Musical Instrument Digital Interface
MIDI is an electronic communications protocol, primarily designed to allow electronic musical instruments to communicate with each other. At its simplest level, it allows a controller (eg a keyboard, a drum pad etc) to send note, note velocity, note-on, and note-off information to a sound module. Other features allow the user to send (eg) continuous controller information (such as the position of a fader or joystick) or to send a full system configuration dump.
Electrically, midi is a serial communications protocol, running at 31,250 baud in a current loop configuration. The standard connector is a 5-pin 180 degree DIN Connector, with pins 4 and 5 being utilised. The receive end is opto-isolated.
The spec states that the maximum transmission distance for midi data is 15m, however this is generally accepted to be a conservative figure.
While the main application for MIDI is in music performance, it can also be found in certain aspects of show control and in some simple lighting control applications.
MIDI Show Control
MIDI Show Control is a protocol for sending commands between show control devices to allow synchronised effects and/or to reduce the number of operators needed to run a show.
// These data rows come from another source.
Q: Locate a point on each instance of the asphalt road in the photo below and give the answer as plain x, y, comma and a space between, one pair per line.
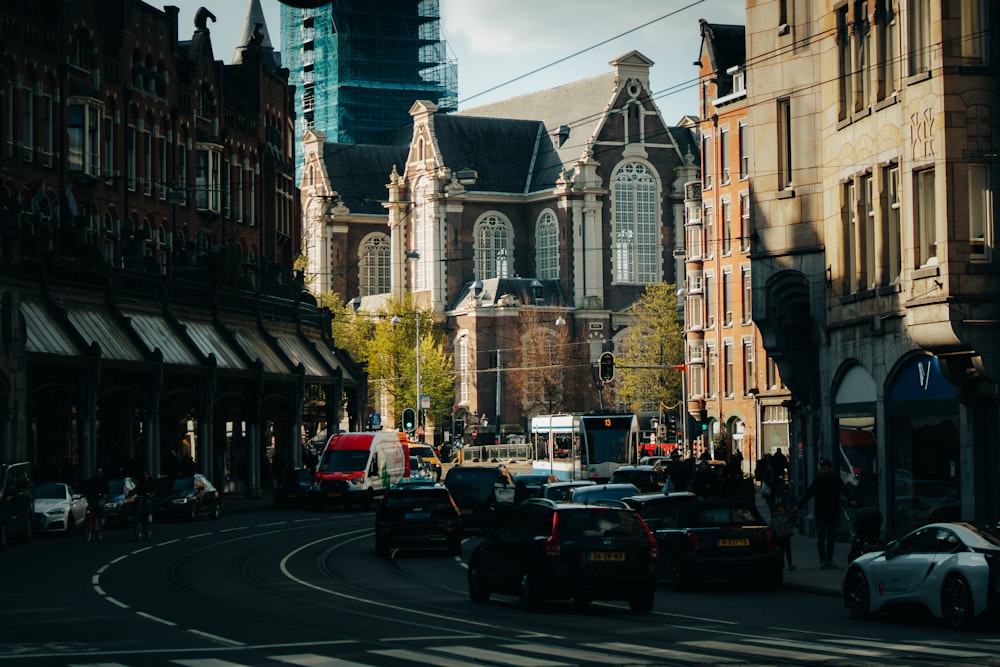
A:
294, 586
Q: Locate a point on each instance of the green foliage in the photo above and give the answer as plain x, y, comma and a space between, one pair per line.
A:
652, 347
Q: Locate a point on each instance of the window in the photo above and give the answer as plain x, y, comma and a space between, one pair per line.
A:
375, 265
207, 176
724, 154
749, 379
706, 162
887, 43
925, 232
745, 222
83, 133
981, 212
728, 361
893, 229
747, 303
919, 55
784, 144
744, 140
493, 247
711, 370
636, 229
727, 297
423, 211
547, 247
727, 231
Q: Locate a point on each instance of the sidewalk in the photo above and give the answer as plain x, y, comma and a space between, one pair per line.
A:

An example would be in a pantomime where a genie needs to appear in a flash of light, with a synchronised sound effect and puff of smoke. Traditionally this would have taken three operators and some practice, however with midi show control it is straightforward to do and requires just one operator..
The note-on and note-off messages sent from one MIDI device to another. One curious querk of this, is that if for any reason (interference, dodgy cables etc.), a note-off message goes missing, the note can play forever. For this reason, some keyboards have a MIDI Panic button, which sends a series of note-off messages in quick succession, to clear everything down in case this has happened.
MIDI as audio
MIDI is also able to carry a timecode signal (similar to SMPTE Timecode) which can be used to synchronise devices in the system. Some Lighting Desks can use this timecode signal to trigger the cue stack.